Hungary’s progressive Christian resistance
Viktor Orbán has tried to buy the loyalty of the churches, but not everyone is selling.
As Hungary’s right-wing strongman Viktor Orbán begins his fourth term as prime minister, a younger generation of Christian leaders is taking up the mantle of resistance. They face long odds: their attempts to organize against authoritarianism are complicated both by infighting and by the government’s dirty tricks.
Hungary is a Central European country of 10 million people; most of them reside in Budapest, the capital on the Danube River. According to the European Parliament, Hungary is no longer a democracy. Experts call it a mafia state and an electoral autocracy. With the help of his political party, Fidesz, Orbán has rewritten the country’s constitution, taken over the judiciary, and turned over entire sectors of the economy to his oligarch friends. By the 2018 election, Fidesz was able to win a 67 percent parliamentary majority with just 49 percent of the vote. He hasn’t gotten rid of elections altogether; he’s rigged the rules so he’ll never lose.

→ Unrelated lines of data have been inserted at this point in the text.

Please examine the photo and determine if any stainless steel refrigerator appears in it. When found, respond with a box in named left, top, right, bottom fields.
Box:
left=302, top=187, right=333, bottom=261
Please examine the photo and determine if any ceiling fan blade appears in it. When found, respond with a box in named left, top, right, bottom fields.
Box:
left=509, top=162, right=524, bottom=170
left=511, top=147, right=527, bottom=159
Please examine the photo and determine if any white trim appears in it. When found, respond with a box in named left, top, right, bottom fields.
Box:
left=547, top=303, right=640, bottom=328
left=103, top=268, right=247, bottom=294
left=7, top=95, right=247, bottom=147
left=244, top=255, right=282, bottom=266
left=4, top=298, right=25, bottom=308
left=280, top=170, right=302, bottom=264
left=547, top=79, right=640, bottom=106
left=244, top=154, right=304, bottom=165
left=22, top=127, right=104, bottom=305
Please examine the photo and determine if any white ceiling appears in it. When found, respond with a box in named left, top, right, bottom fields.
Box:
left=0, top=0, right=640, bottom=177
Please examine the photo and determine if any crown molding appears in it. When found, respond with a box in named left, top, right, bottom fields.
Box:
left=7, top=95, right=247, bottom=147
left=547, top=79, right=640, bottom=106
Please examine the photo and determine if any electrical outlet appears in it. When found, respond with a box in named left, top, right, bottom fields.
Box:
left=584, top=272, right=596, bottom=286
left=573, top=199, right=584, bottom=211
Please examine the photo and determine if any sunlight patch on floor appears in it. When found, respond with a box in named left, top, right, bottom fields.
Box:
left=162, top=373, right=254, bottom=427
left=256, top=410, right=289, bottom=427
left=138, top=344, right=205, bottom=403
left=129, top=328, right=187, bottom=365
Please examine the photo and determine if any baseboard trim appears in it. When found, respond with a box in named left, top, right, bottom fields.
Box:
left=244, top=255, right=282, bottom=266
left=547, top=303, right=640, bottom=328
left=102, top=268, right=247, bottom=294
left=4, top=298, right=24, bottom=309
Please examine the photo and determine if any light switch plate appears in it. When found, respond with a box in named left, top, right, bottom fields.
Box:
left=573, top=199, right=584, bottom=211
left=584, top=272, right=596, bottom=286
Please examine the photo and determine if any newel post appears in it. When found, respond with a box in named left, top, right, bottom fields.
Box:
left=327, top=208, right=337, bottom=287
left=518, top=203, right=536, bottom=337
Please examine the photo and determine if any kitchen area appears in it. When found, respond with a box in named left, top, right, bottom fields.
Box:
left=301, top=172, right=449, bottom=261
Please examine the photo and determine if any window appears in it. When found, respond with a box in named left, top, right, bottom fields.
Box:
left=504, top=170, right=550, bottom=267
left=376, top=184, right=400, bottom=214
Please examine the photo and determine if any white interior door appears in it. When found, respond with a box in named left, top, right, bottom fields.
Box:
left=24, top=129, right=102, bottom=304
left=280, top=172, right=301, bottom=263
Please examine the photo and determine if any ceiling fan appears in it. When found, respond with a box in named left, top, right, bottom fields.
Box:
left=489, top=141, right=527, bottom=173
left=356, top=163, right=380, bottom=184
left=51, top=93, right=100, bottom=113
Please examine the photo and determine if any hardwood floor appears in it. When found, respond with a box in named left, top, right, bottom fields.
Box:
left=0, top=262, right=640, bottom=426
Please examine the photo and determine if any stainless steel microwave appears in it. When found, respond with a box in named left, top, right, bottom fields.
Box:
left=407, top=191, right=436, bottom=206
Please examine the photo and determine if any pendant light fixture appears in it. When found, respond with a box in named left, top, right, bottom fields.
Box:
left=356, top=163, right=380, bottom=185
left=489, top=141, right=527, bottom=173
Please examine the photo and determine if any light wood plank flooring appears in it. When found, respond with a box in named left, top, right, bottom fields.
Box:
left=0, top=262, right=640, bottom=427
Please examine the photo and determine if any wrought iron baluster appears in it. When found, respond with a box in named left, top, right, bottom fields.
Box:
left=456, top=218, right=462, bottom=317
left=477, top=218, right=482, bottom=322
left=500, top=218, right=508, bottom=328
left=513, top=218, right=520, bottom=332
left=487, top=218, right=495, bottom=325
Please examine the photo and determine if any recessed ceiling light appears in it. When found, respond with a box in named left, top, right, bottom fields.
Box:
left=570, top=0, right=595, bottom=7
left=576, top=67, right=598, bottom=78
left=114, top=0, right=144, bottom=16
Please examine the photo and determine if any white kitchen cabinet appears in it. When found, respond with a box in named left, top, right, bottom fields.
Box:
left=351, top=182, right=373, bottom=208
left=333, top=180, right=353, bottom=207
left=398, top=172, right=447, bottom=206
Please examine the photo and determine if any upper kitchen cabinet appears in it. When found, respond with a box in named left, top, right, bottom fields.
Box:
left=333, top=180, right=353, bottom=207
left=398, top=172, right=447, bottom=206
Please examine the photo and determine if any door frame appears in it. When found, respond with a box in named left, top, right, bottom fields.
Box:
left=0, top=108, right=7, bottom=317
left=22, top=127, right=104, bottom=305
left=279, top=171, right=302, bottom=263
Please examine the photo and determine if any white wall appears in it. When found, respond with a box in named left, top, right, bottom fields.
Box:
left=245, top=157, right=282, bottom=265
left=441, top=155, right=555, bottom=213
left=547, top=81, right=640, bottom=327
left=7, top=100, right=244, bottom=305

But “mafia state” and “electoral autocracy” don’t give the whole picture, because Orbán has extended his control far beyond elections and the economy. American Christians should be alarmed by Orbán’s manipulation of Hungary’s churches. While Orbán spews hateful rhetoric against refugees, ethnic Roma, and LGBTQ Hungarians, he claims to be making Hungary into a bastion of Christianity in Europe. His rhetoric has won him the allegiance of American right-wing culture warriors like Tucker Carlson. Carlson broadcast from Hungary last year and lauded Orbán’s system. In August, Orbán traveled to Dallas for a headline speaking engagement at the Conservative Political Action Conference.